Net foreign direct investment in the Philippines fell 13 percent to $1.7 billion in 2010 from a year earlier, the central bank said in March. Between 1970 to 2009, the country lured $32.3 billion in FDI, compared with $104.1 billion for Thailand, according to United Nations data.
Higher returns on investments will come from resources “that have been untapped for such a long time,” Aquino said in an Aug. 18 interview, citing plans to explore for energy in the South China Sea. Two of 15 blocks put out for tender in June are in waters China claims.
The Philippines plans to boost hydrocarbon reserves by 40 percent in the next two decades. Mineral fuels accounted for 17 percent of total monthly imports on average last year, from 11 percent in 2000, data compiled by Bloomberg show.
“We want to resolve the conflicting claims so that we can have our own gas,” Aquino said Aug. 29. “Once we have our own, we will not be affected by events in other parts of the world.”
First of all it isn’t true that the Philippines have little access to $60 billion worth of funds for investment.
In fact, the Philippines has a disproportion of savings to investment as shown below.
National savings alone is almost enough to bankroll these required investments (charts above and below from ADB)
Yet this doesn’t even count other domestic assets which can be used as collateral or as alternative sources for funding.
The Philippine Equity markets had a market cap of $202 billion as of the last trading day of 2010.
Foreigners hold around 20% of the market cap; even assuming 50% foreign ownership that’s still $100 billion worth of potential collateral.
And we also have the corporate bond markets (4.1% of GDP) and vast property assets which because of the lack of secured property rights, around 67% of rural residents in the Philippines live in housing that is considered as ‘dead capital’ which is worth about $133 billion Peruvian economist Hernando de Soto estimated in 2001 in his book, the Mystery of Capital
In other words, many of the big shot investors who went with P-Noy do not see sufficient returns on their investments, hence have been reluctant to deploy their savings on local investments.
They instead went with the President to supposedly seek out “partners” to 'spread the risks'.
On the other hand, these business honchos will likely use this opportunity to invest overseas!
Why then the lack of domestic investments?
Aside from the lack or insufficient protection of property rights, a very important hurdle to investments is simply the inhospitable environment for investors.
As the table above shows, the Philippine economy has been strangled or choked by politics.

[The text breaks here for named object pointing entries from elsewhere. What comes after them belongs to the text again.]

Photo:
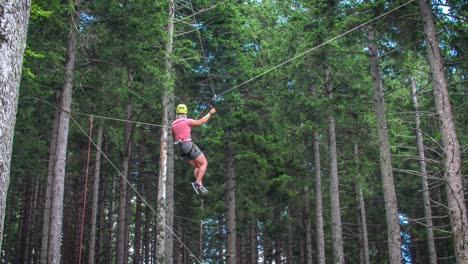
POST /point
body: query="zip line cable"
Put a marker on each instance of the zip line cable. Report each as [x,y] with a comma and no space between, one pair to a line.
[135,190]
[201,11]
[203,50]
[95,116]
[316,47]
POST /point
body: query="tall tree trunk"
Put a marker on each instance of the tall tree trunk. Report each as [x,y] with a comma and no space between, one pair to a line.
[103,190]
[424,178]
[166,148]
[48,194]
[111,221]
[450,143]
[56,209]
[362,220]
[307,223]
[14,17]
[253,241]
[230,199]
[138,209]
[318,202]
[337,233]
[95,202]
[386,169]
[170,193]
[122,216]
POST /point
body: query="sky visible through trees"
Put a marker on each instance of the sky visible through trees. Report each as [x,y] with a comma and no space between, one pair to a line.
[371,92]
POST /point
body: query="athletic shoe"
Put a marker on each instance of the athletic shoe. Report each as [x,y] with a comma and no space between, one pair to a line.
[202,189]
[195,187]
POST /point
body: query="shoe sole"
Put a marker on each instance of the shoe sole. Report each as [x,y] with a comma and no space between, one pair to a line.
[195,188]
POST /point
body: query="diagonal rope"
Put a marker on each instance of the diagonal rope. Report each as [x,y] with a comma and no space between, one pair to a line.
[205,59]
[316,47]
[201,11]
[95,116]
[85,189]
[135,190]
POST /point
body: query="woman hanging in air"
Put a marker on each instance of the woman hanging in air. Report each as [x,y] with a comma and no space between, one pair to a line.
[181,128]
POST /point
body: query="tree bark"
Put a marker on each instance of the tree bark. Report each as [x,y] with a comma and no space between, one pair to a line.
[386,169]
[230,199]
[337,233]
[166,148]
[48,194]
[362,219]
[138,206]
[318,202]
[253,241]
[111,221]
[56,209]
[307,224]
[450,143]
[101,250]
[122,216]
[424,178]
[95,202]
[14,17]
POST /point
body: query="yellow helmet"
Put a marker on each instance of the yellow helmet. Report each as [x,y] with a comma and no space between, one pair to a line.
[181,109]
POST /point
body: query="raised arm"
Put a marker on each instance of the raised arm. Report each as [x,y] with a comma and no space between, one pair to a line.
[204,119]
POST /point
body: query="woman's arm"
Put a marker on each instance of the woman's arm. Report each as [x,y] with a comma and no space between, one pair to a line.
[204,119]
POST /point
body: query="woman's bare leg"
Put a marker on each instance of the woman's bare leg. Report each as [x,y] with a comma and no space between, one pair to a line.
[195,166]
[201,164]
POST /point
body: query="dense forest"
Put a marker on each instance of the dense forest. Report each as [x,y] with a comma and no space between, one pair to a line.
[339,135]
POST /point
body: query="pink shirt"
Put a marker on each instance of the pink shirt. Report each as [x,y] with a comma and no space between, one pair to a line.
[181,129]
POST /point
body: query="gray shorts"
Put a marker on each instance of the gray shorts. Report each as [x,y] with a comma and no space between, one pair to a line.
[188,150]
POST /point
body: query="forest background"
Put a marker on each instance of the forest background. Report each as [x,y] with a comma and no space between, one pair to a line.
[329,145]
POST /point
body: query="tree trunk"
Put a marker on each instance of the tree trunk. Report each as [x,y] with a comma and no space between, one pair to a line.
[122,216]
[48,194]
[308,224]
[138,209]
[14,17]
[111,221]
[166,153]
[101,250]
[230,199]
[318,202]
[386,169]
[56,209]
[424,179]
[450,143]
[362,220]
[95,202]
[253,241]
[337,233]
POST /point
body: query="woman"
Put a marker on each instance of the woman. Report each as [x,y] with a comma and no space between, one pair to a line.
[181,128]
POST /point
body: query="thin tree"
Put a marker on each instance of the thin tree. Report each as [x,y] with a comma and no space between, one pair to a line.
[362,219]
[337,233]
[451,146]
[423,170]
[230,199]
[165,143]
[122,214]
[14,18]
[318,202]
[95,202]
[58,183]
[48,194]
[386,169]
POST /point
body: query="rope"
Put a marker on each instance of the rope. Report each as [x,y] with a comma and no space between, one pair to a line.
[136,191]
[316,47]
[85,188]
[94,116]
[203,50]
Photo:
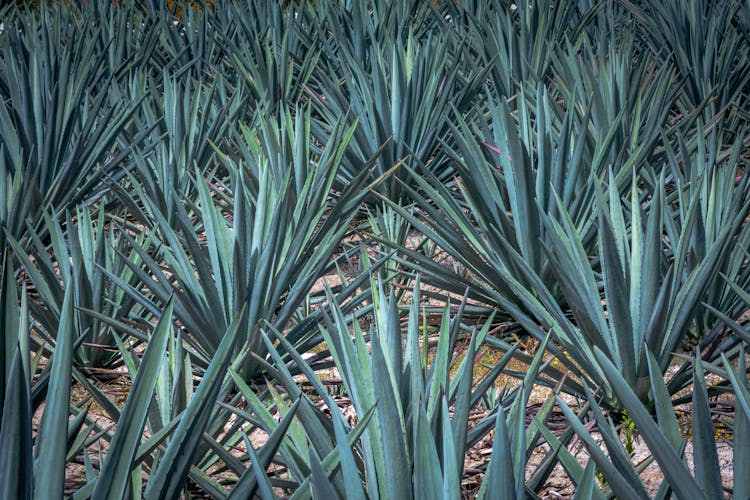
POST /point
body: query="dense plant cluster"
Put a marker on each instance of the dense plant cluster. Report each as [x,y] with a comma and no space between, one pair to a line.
[333,247]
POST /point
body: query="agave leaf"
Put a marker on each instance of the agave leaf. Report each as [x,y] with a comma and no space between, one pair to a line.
[112,481]
[499,481]
[707,471]
[174,466]
[255,476]
[16,459]
[669,461]
[51,450]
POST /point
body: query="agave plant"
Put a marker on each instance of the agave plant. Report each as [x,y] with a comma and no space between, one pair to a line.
[402,92]
[81,255]
[60,121]
[412,410]
[663,436]
[265,237]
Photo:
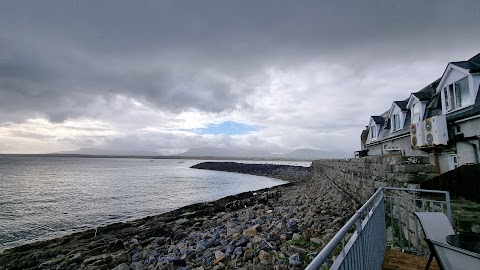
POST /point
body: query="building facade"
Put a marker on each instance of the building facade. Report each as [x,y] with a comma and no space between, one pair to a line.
[441,121]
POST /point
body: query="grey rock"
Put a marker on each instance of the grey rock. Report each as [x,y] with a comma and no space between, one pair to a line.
[295,260]
[122,266]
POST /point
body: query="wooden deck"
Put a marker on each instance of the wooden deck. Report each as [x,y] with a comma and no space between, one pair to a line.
[395,260]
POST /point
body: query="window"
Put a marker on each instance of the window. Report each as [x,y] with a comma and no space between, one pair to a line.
[397,122]
[456,94]
[373,132]
[416,112]
[452,162]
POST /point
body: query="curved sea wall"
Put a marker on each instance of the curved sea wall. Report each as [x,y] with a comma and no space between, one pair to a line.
[278,228]
[361,177]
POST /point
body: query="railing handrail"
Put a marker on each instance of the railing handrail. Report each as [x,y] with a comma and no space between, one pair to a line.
[339,236]
[325,252]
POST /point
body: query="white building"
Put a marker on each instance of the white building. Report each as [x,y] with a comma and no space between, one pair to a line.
[441,121]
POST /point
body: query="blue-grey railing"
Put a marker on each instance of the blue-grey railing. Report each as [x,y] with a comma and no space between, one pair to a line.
[366,246]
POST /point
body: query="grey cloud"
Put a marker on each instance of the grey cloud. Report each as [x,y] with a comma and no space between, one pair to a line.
[73,59]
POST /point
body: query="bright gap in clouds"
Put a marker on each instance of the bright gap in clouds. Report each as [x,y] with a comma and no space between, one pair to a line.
[226,128]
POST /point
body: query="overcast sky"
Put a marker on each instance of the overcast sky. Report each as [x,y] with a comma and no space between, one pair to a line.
[167,76]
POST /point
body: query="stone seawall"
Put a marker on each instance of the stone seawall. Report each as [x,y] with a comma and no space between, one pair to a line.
[361,177]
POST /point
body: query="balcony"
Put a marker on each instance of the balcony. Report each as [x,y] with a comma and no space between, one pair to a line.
[384,232]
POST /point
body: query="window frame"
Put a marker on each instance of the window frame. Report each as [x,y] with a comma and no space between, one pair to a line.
[452,96]
[373,135]
[419,113]
[399,121]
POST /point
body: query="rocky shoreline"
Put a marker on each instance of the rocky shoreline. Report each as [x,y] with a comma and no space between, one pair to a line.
[283,227]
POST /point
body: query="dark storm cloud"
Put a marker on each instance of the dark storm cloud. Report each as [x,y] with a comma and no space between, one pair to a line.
[58,56]
[96,59]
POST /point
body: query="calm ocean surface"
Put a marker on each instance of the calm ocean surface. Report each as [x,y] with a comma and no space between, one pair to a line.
[45,197]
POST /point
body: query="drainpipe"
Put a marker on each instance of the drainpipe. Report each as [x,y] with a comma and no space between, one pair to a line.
[435,161]
[475,150]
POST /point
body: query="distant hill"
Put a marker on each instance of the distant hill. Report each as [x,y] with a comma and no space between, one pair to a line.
[315,154]
[246,153]
[103,152]
[224,152]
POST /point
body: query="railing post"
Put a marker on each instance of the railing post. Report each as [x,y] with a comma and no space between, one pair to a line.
[449,210]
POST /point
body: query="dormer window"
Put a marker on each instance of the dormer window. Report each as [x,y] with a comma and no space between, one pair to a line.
[397,122]
[416,112]
[456,94]
[373,133]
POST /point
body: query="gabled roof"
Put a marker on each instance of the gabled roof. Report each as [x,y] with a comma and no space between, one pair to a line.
[377,119]
[401,104]
[422,96]
[472,64]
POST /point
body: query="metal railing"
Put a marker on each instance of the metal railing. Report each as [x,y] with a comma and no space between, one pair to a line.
[367,235]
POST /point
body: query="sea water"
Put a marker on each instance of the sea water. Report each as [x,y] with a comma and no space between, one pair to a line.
[46,197]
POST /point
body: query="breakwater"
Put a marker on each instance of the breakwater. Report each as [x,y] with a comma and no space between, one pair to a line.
[280,228]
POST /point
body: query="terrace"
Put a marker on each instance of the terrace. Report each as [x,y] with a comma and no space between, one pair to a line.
[384,232]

So bringing in a high powered presidential entourage won’t help unless there would be dramatic structural reforms on our political institutions that would encourage profitable investments.
Most of the deals that would be obtained from this trip will likely be political privileges or concessions (most possibly backed by implicit guarantees from the Philippine government).
This brings us to the significance of role models.
Essentially, P-Noy sees big business as the main way to entice investments or reinvigorate the economy, hence this star-studded retinue (could this be a junket??)
Why leave out the public, when I would presuppose that much of the investable savings are held by them? Is it because that, as his political supporters, this would serve as the ripe opportunity to be rewarded (with state induced deals)?
Or is this authorative show of force simply been about showmanship? (Public choice theory is right again showing how politicians are attracted to symbolisms to promote their self interests)
Bottom line: P-Noy’s China trip reveals of the essence of the Philippine political economy; economic opportunities allocated or provided for by the state.
In short, state or crony capitalism.